第8章 彩火。
あの王は。
悲しみと孤独と愛のない場所に不慣れなのだと。朝議は戩華王の臣下としての者ばかりがあつまり、彼にとって苦痛でしかないのだろう。そんな事言っても玉座に座ったならそれらしくするべき。なのに、出来ない。
甘ったれた王だと、眉間を深くした絳攸だった。
「で、蒼姫何を言われたんだい?」
栗花落はそれが気になって仕方がなかった。どうせろくなことでは無いはず。
蒼姫の部屋に戻ると早速聞いてみるが何故か眉間を寄せていた。
「栗花落様、父上は覇王なのですよね?」
うーん。
どういう話の流れだろうな。
「お強いのですよね?誰より」
何が言いたいのか解らず椅子に座る蒼姫の正面に座る。
「そうだね」
「⋯姉様、私⋯⋯父上から、託されたのは母上の心なのです。

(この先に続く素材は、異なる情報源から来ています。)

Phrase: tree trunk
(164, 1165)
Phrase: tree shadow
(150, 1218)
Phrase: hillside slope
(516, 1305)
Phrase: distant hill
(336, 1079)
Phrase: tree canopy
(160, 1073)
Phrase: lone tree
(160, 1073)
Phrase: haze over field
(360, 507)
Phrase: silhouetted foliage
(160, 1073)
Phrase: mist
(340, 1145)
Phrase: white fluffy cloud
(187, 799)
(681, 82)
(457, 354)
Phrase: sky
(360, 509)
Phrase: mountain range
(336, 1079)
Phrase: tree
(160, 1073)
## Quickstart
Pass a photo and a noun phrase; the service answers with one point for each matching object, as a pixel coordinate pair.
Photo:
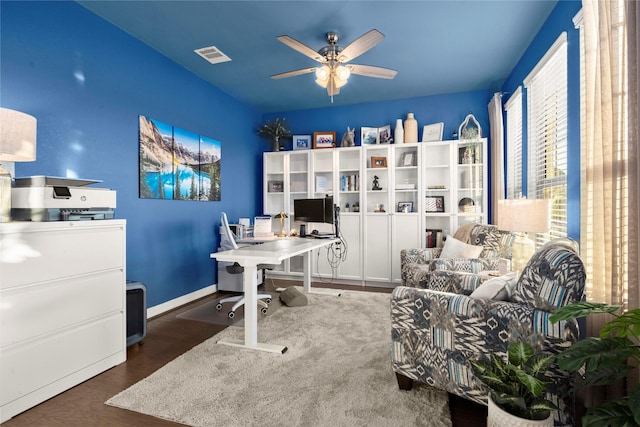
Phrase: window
(547, 135)
(513, 108)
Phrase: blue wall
(86, 82)
(560, 19)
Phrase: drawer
(57, 252)
(33, 311)
(27, 368)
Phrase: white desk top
(271, 252)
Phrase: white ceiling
(437, 47)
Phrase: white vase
(410, 129)
(398, 133)
(498, 417)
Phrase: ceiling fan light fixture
(323, 73)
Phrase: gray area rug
(336, 372)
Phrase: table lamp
(17, 144)
(282, 216)
(523, 216)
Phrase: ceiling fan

」
意味がわからなさ過ぎてちょっと待って、と笑顔を貼り付け考えた。
何を言っているの。
戩華は娘に何を言った?
託された?
母の心?千代の心ってことだよね?
「⋯⋯蒼姫、それは何処にあると?」
「⋯詳しくは⋯ただ、藍州に行けば解るとしか⋯ですが、それはそれは奇妙で、同じ顔をした三人のどれかが母の心を奪ったと⋯」
栗花落は鉄壁の笑顔で堪えた。
それはそうだ、蒼姫は何一つ嘘を言われてもいなければ騙されてもいない。
ただ、一つ。
戩華にからかわれているのは、それは蒼姫と千代の関係改善に何も関係がないと言う事。
ぎゅっと蒼姫の手を握る。
「⋯そう、なら長旅になるだろう。蒼姫行く前に瑠花様の所に寄りなさい。必ずだよ」
「るか、さま?」
「そうだ、そして、今話したこと、全てをちゃんと話すんだ。きっと、いい助言を頂けるだろう。これは、戩華には出来ない事だからね、彼女の助言と、兄上にちゃんとした護衛をつけて頂きなさい。」
わかったかい?と繰り返す栗花落に頷く。
まだ幼い子供だと言うのに戩華は何を言い出すかと思えば。
それでも、知るべきと戩華は判断したのだろう。
千代は向き合わないから、この娘が決めたらいい。母と、千代とどう向き合うのかを。
その結論に誰も反対はしないだろう。